Solar Wind Energy Mechanism Could Help Nuclear Fusion Researchers add and remove energy from ions in plasma

The solar wind is not like wind on Earth. Here on Earth, atmospheric winds carry nitrogen, oxygen, water vapor along together; all species move with the same speed and they have the same temperature. The solar wind, however, is much stranger. Chemical elements of the solar wind such as hydrogen, helium, and heavier ions, blow at different speeds; they have different temperatures; and, strangest of all, the temperatures change with direction.

The solar wind flows away from the sun at speeds up to and exceeding 500 km/s (a million mph). As solar wind leaves the sun, it accelerates, tripling in speed as it passes through the corona. Furthermore, something inside the solar wind continues to add heat even as it blows into the cold of space.”

The behavior of heavy ions in the solar wind is what intrigues fusion researchers. Kasper explains: “When you look at fusion reactors on Earth, one of the big challenges is contamination. Heavy ions that sputter off the metal walls of the fusion chamber get into the plasma where the fusion takes place. Heavy ions radiate heat. This can cool the plasma so much that it shuts down the fusion reaction.” Ion cyclotron waves of the type Kasper has found in the solar wind might provide a way to reverse this process.
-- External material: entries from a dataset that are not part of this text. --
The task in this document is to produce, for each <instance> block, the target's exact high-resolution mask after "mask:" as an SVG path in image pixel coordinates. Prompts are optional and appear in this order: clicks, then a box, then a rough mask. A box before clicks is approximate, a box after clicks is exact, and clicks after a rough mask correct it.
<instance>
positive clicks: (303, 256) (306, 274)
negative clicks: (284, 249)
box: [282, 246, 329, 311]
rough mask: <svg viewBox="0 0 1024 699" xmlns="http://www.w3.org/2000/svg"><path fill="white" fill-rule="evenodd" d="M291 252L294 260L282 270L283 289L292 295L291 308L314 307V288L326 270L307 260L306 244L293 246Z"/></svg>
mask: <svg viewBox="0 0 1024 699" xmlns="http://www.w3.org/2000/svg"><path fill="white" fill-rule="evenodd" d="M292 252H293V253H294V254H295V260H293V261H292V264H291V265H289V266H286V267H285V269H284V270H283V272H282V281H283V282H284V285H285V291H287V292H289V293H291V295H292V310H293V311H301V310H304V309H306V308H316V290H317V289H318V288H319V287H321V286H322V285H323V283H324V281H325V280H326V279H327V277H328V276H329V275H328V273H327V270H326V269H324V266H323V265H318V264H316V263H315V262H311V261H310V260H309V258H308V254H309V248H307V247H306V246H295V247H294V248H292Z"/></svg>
Theoretically, they could be used to heat and/or remove the heavy ions, restoring thermal balance to the fusing plasma.

Plasma carrying a spectrum of counterpropagating field-aligned ion-cyclotron waves can strongly and preferentially heat ions through a stochastic Fermi mechanism. Such a process has been proposed to explain the extreme temperatures, temperature anisotropies, and speeds of ions in the solar corona and solar wind. We quantify how differential flow between ion species results in a Doppler shift in the wave spectrum that can prevent this strong heating. Two critical values of differential flow are derived for strong heating of the core and tail of a given ion distribution function. Our comparison of these predictions to observations from the Wind spacecraft reveals excellent agreement. Solar wind helium that meets the condition for strong core heating is nearly 7 times hotter than hydrogen on average. Ion-cyclotron resonance contributes to heating in the solar wind, and there is a close link between heating, differential flow, and temperature anisotropy.